Slovak tennis tournament

The 2023 Bratislava Open was a professional tennis tournament played on clay courts. It was the 4th edition of the tournament which was part of the 2023 ATP Challenger Tour. It took place in Bratislava, Slovakia between 12 and 18 June 2023.

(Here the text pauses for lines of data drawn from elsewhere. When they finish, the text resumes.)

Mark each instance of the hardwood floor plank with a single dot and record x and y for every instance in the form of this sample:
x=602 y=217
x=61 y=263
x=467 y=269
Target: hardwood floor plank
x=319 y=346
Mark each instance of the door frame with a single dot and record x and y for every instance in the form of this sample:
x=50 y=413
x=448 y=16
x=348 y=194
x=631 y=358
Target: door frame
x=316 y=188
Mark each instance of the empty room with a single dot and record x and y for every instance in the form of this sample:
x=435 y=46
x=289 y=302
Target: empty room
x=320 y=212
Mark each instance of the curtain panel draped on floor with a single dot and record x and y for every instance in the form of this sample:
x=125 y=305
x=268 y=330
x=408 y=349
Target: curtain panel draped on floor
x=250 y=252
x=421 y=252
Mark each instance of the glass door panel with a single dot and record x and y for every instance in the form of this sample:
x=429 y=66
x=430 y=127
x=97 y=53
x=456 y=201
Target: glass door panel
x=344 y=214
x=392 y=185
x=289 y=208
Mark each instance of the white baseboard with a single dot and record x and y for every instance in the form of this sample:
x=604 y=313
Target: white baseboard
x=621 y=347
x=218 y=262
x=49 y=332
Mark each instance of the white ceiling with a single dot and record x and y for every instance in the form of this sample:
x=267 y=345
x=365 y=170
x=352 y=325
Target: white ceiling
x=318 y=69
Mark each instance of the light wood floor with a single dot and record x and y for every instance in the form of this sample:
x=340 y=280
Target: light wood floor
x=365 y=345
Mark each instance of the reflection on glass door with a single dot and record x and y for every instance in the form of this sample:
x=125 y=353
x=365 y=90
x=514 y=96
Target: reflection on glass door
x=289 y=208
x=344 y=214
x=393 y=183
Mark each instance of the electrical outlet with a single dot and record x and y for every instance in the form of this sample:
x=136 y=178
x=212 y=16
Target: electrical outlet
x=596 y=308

==Singles main-draw entrants==
===Seeds===

| Country | Player | Rank^{1} | Seed |
|---|---|---|---|
| SVK | Alex Molčan | 86 | 1 |
|  | Alexander Shevchenko | 87 | 2 |
| ARG | Federico Coria | 96 | 3 |
| HUN | Zsombor Piros | 125 | 4 |
| CZE | Tomáš Macháč | 127 | 5 |
| SVK | Norbert Gombos | 132 | 6 |
| SVK | Lukáš Klein | 133 | 7 |
| SVK | Jozef Kovalík | 143 | 8 |

- ^{1} Rankings are as of 29 May 2023.

===Other entrants===
The following players received wildcards into the singles main draw:
- SVK Lukáš Pokorný
- SVK Peter Benjamín Privara
- ESP Fernando Verdasco

The following player received entry into the singles main draw as an alternate:
- POL Kacper Żuk

The following players received entry from the qualifying draw:
- SUI Jérôme Kym
- UKR Illya Marchenko
- AUT Gerald Melzer
- AUT Lukas Neumayer
- UKR Vitaliy Sachko
- EGY Mohamed Safwat

==Champions==
===Singles===

- UKR Vitaliy Sachko def. BUL Dimitar Kuzmanov 2–6, 6–2, 7–6^{(7–2)}.

===Doubles===

- URU Ariel Behar / CZE Adam Pavlásek def. AUT Neil Oberleitner / GER Tim Sandkaulen 6–4, 6–4.